Tavi Gevinson teams with ex-Sassy, Jane editor for print start-up
Tavi Gevinson, the 14-year-old fashion blogger wunderkind — and subject of various Fashion Week profiles, including one in the New Yorker — is launching a magazine.
Jane Pratt, the former editor of Sassy and Jane magazines, apparently got in touch with Gevinson, and the pair are planning to start “a magazine for an audience of wallflowerly teenage girls,” Gevinson announced on her blog over the weekend.
In a post on her Style Rookie blog entitled “it’s happening,” Gevinson explained the idea:
You guys may know how I feel about Sassy. You also may know that I've been babbling about how I think our generation should get one, too. Jane Pratt, founding editor and then EIC of Sassy, also became aware, and emailed me, and we've met a couple times, and it looks like we're going to start a magazine for an audience of wallflowerly teenage girls.
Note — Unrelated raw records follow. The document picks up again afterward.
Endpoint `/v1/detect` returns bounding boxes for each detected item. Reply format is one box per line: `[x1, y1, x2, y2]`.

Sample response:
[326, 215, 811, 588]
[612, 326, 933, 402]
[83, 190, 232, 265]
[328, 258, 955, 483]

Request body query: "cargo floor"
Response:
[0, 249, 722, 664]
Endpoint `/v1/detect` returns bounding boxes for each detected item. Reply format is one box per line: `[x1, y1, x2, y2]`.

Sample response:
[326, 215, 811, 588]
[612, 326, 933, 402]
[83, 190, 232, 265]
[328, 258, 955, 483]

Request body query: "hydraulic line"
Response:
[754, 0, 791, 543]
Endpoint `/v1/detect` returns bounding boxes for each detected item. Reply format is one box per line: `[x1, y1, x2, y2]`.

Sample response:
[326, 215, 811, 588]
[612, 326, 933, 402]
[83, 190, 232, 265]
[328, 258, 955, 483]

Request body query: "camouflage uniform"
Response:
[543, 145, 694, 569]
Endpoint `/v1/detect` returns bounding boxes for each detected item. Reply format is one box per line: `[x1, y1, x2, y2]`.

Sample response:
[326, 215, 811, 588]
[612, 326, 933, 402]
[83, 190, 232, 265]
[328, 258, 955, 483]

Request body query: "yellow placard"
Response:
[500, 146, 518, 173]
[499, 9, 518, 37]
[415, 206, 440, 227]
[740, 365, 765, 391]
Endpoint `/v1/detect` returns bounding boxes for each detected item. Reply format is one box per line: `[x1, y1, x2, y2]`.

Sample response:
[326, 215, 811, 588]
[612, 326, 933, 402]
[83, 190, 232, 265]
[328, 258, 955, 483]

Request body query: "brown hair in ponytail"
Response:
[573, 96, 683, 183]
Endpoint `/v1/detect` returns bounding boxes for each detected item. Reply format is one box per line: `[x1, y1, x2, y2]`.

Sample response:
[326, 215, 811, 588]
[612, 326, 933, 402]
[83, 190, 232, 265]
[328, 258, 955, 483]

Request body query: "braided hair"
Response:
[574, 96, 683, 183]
Of course, it won't be Sassy (or the rebirth of Sassy, or Sassy 2.0) and nor do we want it to be. For one, you can't try to recreate something that good. For another, while I can read old issues of Sassy and relate, the world has changed a bit in the past 15 or so years, and that whole Internet thing happened, and this world calls for something different. Something that will use Sassy as a point of reference for the whole teen-magazine-that-doesn't-suck thing, and something in which Jane Pratt will take part, but something that is not trying to recreate the other something a bunch of us love and don't want to see copied.
The post also called for contributors to what Gevinson admitted was a “vague” concept.
For Gevinson, a widely-read blogger, it’s an entry into the print magazine world. For Pratt, it’s a return. After serving as Sassy’s editor, Pratt launched Jane in 1997, and then exited the magazine in 2005 to follow her “wanderlust” — which led to a satellite radio show. (At one point in her post-Jane life, a rumor surfaced that Pratt was developing a print magazine with Gwen Stefani.)
Pratt was replaced by ElleGirl founding editor Brandon Holley, and the magazine folded two years later.
Nonetheless, Gevinson wrote, “I have a really good feeling about this.”